Mehmet Avşar
Brutus Sezar'ın en yakın arkadaşıydı. Sezar onu çocukken yanına almış büyütmüş. Sezar saldırganlara karşı koymaya çalışmış fakat son hançerin hiç beklemediği bir yerden geldiğini görünce yani Brutus'u görünce, tarihe daha sonra not düşecek olan o ünlü sözü söyler,“ Sende mi Brutus?” (Et tu, Brutus?) söylediği ve karşı koymayı bıraktığı söylenir.
Şöyle bir etrafınıza bakın, kimlere iyilik yapmışsanız size hep kötülük, ihanet, nankörlük ve de kalleşlik olarak geri dönmüştür.
Bunun en bariz örneklerini siyasette de görebiliyoruz. Şöyleki fazla uzaklara gitmeden yaşadığımız şehrin siyasetine bir göz atalım bilirsiniz birinin yada birilerinin bir makama yada mevki sahibi olması o ilin milletvekilinin ilgisiyle alakalı.

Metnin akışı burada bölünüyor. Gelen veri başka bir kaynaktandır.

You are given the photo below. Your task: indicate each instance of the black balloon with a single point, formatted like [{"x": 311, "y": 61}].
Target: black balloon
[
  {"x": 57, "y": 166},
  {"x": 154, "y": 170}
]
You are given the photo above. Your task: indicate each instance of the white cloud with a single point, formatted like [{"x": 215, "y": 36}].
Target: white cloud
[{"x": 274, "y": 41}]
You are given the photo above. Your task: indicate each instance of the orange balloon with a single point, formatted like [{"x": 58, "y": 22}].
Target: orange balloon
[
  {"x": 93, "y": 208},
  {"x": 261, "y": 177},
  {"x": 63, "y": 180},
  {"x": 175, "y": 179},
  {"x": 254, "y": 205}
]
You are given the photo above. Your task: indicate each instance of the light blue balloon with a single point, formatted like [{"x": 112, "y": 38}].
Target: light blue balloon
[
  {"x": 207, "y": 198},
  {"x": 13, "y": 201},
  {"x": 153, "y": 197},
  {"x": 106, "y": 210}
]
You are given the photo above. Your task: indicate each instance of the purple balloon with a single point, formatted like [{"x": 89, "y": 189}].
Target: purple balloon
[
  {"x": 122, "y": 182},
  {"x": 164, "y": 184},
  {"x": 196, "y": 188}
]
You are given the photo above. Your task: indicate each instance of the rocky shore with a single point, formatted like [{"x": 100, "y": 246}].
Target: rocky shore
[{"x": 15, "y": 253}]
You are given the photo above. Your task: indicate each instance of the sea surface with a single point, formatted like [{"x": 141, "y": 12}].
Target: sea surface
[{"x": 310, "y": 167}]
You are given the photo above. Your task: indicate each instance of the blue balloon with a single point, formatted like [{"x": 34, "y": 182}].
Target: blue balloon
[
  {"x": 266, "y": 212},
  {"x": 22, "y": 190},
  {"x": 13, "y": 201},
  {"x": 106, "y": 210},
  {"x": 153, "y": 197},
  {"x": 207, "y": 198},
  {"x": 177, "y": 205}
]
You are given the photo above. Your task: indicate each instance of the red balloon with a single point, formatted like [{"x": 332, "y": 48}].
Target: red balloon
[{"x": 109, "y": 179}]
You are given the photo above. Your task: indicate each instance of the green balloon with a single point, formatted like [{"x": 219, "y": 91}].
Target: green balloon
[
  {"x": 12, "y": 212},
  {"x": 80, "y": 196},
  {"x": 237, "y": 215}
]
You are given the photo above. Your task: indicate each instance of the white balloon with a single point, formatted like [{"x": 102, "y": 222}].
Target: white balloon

Vekil isterse hiç bir vasfı olmayan birini il başkanı yapabilir yada il genel meclis üyesi yapabilir. Evet evet vekil isterse olursunuz. Zira adı seçim olsada ana partiler, birinci sıra adayı olarak bir odun bile koysalar il genele seçilir. Ancak ne hikmetse bu vekilerin kaderidir. Benim adamım olur dedikleri bu şahsiyetler mazbatayı alır almaz ilk tekmeyi kendisini var eden vekile atar.
Biz bunu Ardahan siyasetinde çok gördük. Sadece siyaseten mi? Değil tabii.
İhanet çemberi yakıp gider seni, yalnız bırakır.... Dost bildiklerin beraber yoldaş oldukların, beraber yola gittiklerin hepsi teker teker gemiyi terk eder. Sonra yüzüne bakacak ar olmadığı halde, Birde senden gibi görünüp seni suçlamaları, sana karşı başkalarının yanında cephe almaları seni kahreder..... Senin de yapacağın.... Allah'a havale etmek... kaleşliğe dağlar dayanmaz ...başka bir yol yoktur artık. Sevgili Encumen güvendiğin dağlar devrildi. İhanet her zaman ilginç olmayabiliyormuş demeki.
Böyle şeyler bizim buralarda hep olur, alıştık artık, Peki ders aldık mı sayın vekilim?